How Medicaid Expansion can Lower Your Car Insurance Premium
Expanding Medicaid could lower your car insurance premium. State legislators that refuse to expand Medicaid are probably raising auto insurance premiums.
Most states require drivers to carry bodily injury, medical payments coverage or MedPay, and uninsured/underinsured motorist coverage in their policies. All of that coverage pays medical bills of people hurt in accidents.
Medicaid is a state-administered, federally financed insurance program for the poor. Obamacare pays for Medicaid expansion to uninsured poor, non-elderly adults. Unfortunately, 34 states refused to expand Medicaid to cover those people.
How Medicaid Expansion can reduce Auto Insurance Premiums
Therefore, the only way uninsured and working-class people have to pay medical bills after an auto accident in those states is to sue somebody’s insurance company. Obviously, the insurance company will pass that expense onto policyholders in the form of higher premiums.
Persons with no job, no money, and no health insurance will have no choice but to sue you or your insurance company. Personal injury attorneys advertise on daytime TV because they know broke injured people are lying around at home watching.
Medicaid expansion will not eliminate every medical bill after an accident but it will reduce them. With Medicaid available many people will opt out of the hassle of filing insurance claims. Others will be less likely to fight insurance companies or dispute rejected claims.
Persons with Medicaid will be more likely to go to cheaper public hospitals and clinics that take it. That could reduce medical bills. Medicaid can drive down healthcare costs by mandating lower prices. Medicaid provides a steady stream of revenue that reduces the pressure on hospitals or clinics to raise rates.
A person whose medical bills are being paid by Medicaid will be less likely to call a personal injury attorney. Somebody who is not receiving collection notices from the hospital will be less likely to sue you.
What States are Expanding Medicaid?
The refusal to expand Medicaid is another way state legislatures raise your auto-insurance premium.
The bad news is that 36 states, Texas, Utah, Tennessee, South Dakota, South Carolina, Oklahoma, North Carolina, Nebraska, Missouri, Mississippi, Kansas, Idaho, Georgia, Florida, and Alabama were resisting Medicaid expansion. The Henry J. Kaiser Foundation estimated that the health insurance coverage gap affected 2.223 million people in 2018. Presumably most of those people drive, which will affect auto insurance premiums.

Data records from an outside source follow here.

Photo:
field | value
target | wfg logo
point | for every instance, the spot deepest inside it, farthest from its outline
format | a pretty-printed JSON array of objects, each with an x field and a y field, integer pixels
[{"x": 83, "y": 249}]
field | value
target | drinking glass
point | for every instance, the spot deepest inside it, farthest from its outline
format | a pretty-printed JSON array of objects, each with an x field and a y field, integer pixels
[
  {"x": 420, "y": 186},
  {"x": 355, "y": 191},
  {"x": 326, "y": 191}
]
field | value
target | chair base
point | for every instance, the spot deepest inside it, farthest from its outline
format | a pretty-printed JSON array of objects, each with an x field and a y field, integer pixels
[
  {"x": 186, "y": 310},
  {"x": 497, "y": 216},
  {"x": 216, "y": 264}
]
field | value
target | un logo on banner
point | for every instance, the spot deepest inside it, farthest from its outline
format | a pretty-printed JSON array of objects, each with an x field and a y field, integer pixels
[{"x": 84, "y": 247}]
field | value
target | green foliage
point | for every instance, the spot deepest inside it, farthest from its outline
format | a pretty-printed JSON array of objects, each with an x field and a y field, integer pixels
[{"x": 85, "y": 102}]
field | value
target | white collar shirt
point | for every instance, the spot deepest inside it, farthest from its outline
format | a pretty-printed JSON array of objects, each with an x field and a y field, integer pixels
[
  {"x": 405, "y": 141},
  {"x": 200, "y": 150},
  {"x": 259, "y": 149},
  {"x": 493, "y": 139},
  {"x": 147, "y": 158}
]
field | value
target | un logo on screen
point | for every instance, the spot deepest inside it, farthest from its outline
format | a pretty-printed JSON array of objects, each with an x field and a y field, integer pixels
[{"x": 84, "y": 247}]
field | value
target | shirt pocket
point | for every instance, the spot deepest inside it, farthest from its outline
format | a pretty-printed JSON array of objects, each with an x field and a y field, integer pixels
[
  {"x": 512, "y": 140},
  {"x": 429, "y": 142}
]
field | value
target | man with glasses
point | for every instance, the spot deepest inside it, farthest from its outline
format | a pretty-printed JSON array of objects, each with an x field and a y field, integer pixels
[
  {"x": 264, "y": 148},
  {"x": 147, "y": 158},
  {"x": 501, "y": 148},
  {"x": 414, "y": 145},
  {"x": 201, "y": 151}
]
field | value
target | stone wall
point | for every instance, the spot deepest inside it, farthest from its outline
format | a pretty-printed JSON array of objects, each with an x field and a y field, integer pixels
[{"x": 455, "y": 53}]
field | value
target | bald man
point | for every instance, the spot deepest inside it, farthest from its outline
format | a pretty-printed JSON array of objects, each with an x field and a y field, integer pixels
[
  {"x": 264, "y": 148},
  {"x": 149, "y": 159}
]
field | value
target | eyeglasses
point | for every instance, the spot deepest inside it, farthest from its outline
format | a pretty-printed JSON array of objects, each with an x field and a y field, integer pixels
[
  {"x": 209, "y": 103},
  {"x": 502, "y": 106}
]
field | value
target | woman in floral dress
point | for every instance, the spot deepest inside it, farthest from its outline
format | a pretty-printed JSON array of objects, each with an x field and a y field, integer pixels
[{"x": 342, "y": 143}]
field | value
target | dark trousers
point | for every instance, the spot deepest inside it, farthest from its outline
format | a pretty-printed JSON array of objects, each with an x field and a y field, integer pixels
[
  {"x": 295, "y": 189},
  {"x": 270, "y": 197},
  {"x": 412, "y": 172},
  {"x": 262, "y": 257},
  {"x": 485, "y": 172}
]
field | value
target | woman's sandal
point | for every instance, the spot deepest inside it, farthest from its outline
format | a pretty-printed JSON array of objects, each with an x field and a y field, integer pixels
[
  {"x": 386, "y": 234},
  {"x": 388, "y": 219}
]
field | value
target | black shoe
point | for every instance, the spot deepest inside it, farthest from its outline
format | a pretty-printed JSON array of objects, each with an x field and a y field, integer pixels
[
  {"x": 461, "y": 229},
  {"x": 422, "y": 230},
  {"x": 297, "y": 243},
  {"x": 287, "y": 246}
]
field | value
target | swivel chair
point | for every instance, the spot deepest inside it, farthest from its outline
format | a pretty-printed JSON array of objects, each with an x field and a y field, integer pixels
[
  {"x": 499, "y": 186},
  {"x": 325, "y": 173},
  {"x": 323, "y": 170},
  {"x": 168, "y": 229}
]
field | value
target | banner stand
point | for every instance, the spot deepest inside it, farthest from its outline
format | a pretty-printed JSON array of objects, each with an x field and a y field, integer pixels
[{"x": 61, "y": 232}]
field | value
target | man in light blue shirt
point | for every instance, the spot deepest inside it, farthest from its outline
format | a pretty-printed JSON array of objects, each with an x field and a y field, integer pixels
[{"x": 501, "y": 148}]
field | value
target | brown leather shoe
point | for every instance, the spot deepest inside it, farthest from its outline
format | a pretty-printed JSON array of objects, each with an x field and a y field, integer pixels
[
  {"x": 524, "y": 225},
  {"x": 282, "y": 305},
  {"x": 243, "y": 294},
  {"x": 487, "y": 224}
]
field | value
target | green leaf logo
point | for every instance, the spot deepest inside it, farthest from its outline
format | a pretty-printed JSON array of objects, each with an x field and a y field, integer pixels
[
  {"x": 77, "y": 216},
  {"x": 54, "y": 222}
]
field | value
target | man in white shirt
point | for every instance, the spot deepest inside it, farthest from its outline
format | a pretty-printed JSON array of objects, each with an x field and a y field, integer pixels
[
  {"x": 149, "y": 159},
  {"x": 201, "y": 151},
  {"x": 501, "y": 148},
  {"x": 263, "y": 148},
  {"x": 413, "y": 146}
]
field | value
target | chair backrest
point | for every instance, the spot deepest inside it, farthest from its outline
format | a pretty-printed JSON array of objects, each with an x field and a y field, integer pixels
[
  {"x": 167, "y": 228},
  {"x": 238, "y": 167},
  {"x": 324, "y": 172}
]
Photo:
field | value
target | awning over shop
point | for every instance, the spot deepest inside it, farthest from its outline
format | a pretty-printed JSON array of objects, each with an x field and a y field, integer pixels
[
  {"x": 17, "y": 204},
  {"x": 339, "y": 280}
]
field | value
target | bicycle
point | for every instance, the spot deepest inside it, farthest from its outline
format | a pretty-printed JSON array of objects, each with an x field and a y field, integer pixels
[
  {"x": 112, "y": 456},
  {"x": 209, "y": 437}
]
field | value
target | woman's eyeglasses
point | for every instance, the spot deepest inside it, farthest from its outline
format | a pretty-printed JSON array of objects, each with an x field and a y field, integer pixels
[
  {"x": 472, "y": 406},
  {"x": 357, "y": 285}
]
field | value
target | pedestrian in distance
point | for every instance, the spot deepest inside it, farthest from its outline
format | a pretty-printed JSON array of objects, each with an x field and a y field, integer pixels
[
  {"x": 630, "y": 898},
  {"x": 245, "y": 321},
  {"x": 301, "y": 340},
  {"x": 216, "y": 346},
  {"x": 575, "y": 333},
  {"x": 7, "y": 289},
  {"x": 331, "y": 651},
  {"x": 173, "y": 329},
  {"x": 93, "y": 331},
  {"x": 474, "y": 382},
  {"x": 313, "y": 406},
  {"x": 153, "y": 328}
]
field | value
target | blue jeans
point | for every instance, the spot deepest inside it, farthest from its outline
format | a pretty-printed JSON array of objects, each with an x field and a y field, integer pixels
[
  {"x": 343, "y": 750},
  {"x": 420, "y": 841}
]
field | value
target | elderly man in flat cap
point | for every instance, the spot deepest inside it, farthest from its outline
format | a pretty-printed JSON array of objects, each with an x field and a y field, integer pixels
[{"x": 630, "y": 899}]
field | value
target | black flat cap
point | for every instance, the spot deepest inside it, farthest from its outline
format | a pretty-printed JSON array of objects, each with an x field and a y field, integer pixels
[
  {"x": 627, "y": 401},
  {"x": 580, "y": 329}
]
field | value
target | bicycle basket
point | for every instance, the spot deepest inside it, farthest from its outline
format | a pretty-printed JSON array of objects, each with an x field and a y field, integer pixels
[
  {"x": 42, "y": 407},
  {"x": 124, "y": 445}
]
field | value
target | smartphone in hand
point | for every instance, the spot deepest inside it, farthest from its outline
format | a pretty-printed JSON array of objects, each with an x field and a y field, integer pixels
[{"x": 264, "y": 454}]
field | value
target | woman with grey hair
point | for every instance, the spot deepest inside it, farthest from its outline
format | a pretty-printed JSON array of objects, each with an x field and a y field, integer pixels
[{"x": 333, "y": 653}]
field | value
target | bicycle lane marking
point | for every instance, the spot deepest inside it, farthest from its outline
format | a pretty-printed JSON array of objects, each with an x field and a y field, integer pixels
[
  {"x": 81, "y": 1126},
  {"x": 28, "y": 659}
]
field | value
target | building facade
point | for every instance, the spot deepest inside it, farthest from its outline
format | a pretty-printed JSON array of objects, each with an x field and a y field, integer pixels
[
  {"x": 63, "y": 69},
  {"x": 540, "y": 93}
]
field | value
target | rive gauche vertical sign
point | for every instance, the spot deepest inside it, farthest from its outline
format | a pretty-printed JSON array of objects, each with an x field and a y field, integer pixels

The good news is that voters in three states; Nebraska, Idaho, and Utah, will probably approve Medicaid expansion in the November election. Voters, unlike the fools in the statehouses, understand that Medicaid expansion is good for everybody.
A Utah Policy poll found that two thirds of the voters in that state favored Medicaid expansion, I reported at Market Mad House. Voters in Montana are likely to continue Medicaid expansion in the Big Sky Country. Medicaid expansion has widespread popular support in Nebraska and Idaho, The Los Angeles Times claimed.
Persons angry about auto insurance premium increases should check if their state has expanded Medicaid. People in states that have not should call their state legislators to demand Medicaid expansion. If the legislators do not listen, it is time to circulate petitions to recall them or put Medicaid expansion on the ballot.
Medicaid for All would Reduce Auto Insurance Premiums
Medicaid expansion will not automatically reduce car insurance premiums but it can keep them rising.
States can achieve greater auto-insurance savings by allowing all residents to buy Medicaid coverage. Allowing organizations to buy Medicaid for employees can lead to more savings.
Medicaid for all would provide low-cost comprehensive health insurance to everybody. Medicaid would cover most medical bills arising from auto accidents and eliminate the need for bodily injury and Med Pay insurance. Theoretically, that would reduce auto insurance premiums by a third.
We would enjoy similar savings if the federal government extended Medicare to all citizens. If you want to lower your auto insurance bill, you should support Medicare or Medicaid for All (single-payer health insurance).
Voting for politicians that oppose Medicaid Expansion will increase your auto insurance premiums. We need new thinking in America’s state capitols and under the Big Dome in Washington D.C.